ICT and Sorouh presented what might have been Cityscape’s only new icon tower, but it didn’t earn a model. Designed by US-based firm SOM, it had an uncanny resemblance to its buildings proposed for the Jumeirah Gardens project in Dubai, which was inauspiciously introduced at last year’s Cityscape Dubai and, since then, has been put on indefinite hold.
The Danish Architecture Center provided the only convincing pitch for an outside country’s architectural merit with expensive computer renderings and models — glimpses of architectural ideas that were on short supply this year. I asked what the feedback had been. Lots, but mostly from other architects excited to see ideas being proposed. Few developers had approached them yet.
New towers with views of the Kaaba seemed to be the only project with a steady stream of potential residential property buyers. It wasn’t a flock of people negotiating with frantic salespersons wielding laser pointers over models, but couples invited to extensive discussions at one of the booth’s four meeting tables.
I attended one conference panels, which unfortunately suffered from cancellations by voices that would have been important to hear: from Emaar and developers in Saudi Arabia. Instead, the panel comprised four British men — one representing Oman’s biggest tourism project, one representing an Australia-Abu Dhabi joint venture, one who described himself as “unfortunately here to take sterling pounds out of the Gulf economy to direct them elsewhere,” and the moderator who was a journalist. Themes touched upon included a need to perceive distinct markets in the Gulf region and the oversupply of housing in the region. The high number of references to a real estate oversupply made one wonder when the beautiful moment of balance had occurred between now and the insatiable demand for property just a year ago.

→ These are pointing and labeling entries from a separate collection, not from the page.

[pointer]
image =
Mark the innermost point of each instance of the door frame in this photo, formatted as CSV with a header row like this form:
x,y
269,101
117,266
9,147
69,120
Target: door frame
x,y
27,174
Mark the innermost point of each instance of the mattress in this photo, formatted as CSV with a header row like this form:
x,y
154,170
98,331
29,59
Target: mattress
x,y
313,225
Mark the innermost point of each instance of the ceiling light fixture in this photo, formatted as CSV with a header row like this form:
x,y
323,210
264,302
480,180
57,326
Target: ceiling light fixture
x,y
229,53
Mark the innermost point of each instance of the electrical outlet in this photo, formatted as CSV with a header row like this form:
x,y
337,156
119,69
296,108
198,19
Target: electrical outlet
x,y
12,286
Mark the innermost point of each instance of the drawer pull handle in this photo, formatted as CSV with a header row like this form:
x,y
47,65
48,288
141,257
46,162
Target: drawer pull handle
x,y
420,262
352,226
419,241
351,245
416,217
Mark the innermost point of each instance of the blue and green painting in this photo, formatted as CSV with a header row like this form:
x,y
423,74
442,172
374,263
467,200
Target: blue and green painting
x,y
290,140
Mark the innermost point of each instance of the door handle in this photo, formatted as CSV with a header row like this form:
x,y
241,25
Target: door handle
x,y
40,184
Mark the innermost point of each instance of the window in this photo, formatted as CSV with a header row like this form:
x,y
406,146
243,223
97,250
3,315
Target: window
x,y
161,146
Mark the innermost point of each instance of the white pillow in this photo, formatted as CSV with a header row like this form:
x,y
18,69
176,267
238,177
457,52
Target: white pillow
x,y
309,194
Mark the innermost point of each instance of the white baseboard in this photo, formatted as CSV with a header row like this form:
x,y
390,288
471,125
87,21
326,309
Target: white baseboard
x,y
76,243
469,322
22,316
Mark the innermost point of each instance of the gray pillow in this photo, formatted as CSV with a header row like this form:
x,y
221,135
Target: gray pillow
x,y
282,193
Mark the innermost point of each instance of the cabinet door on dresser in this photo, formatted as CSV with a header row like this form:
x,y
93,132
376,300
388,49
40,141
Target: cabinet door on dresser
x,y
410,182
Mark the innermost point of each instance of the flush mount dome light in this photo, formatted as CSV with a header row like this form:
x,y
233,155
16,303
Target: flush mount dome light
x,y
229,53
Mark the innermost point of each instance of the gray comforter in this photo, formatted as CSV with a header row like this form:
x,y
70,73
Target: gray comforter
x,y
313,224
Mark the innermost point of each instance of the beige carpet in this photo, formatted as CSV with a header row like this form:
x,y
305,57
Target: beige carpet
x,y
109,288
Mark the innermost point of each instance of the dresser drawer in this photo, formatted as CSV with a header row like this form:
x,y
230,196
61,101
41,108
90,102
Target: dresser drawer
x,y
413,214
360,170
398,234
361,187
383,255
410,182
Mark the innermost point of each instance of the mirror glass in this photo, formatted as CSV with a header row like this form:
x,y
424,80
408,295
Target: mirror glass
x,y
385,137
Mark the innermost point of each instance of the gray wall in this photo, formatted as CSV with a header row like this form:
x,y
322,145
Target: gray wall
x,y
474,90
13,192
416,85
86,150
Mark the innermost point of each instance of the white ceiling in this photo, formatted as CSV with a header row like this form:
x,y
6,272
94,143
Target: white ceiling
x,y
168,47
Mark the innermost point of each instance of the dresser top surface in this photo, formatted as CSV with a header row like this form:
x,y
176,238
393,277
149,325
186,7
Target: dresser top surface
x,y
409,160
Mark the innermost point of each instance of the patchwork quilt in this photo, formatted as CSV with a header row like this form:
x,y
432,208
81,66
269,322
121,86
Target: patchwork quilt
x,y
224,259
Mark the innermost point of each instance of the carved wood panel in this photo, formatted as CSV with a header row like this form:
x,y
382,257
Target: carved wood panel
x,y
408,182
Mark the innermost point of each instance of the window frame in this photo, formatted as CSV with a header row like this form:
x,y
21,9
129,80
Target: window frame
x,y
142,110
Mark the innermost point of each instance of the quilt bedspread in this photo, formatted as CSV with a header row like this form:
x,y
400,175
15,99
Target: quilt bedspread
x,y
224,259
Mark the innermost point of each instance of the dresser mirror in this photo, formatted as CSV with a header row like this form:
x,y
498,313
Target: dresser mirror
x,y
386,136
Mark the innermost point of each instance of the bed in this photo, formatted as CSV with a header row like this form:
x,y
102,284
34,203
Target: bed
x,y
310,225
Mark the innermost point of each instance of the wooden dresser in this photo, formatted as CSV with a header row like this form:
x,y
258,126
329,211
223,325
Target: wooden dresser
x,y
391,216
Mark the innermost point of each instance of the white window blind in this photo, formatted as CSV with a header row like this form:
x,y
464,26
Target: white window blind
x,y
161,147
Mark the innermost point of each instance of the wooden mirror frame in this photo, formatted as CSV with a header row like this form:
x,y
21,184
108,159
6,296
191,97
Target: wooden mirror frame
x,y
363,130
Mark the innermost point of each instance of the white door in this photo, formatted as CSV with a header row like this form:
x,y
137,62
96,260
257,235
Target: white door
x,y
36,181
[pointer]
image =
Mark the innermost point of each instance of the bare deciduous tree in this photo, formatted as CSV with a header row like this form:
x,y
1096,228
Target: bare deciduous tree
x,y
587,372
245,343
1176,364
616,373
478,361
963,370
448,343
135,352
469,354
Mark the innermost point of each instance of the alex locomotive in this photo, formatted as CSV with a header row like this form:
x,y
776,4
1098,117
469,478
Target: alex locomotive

Dubai’s next Cityscape is in October. That will be a better measure of how the region is responding to the new global terms, and, more specifically, how the real estate actors — developers, investors, consultants and government bodies — regard Cityscape. It has always been a place to come feel a pulse, more telling than press releases and promotional materials, but less calculable than financial numbers. At Cityscape Dubai, Dubai’s master developers will have to show up and provide a more layered message, and other international projects will have to decide whether Cityscape Dubai is still the place to be seen. It could be also a chance when changing economic conditions don’t have to mean just trimming down to “back to basics.” What could be more fun than someone really taking on the situation by finding new forms, functions and formats that are neither lavishly unreal nor just soberly believable? It’s a long-shot.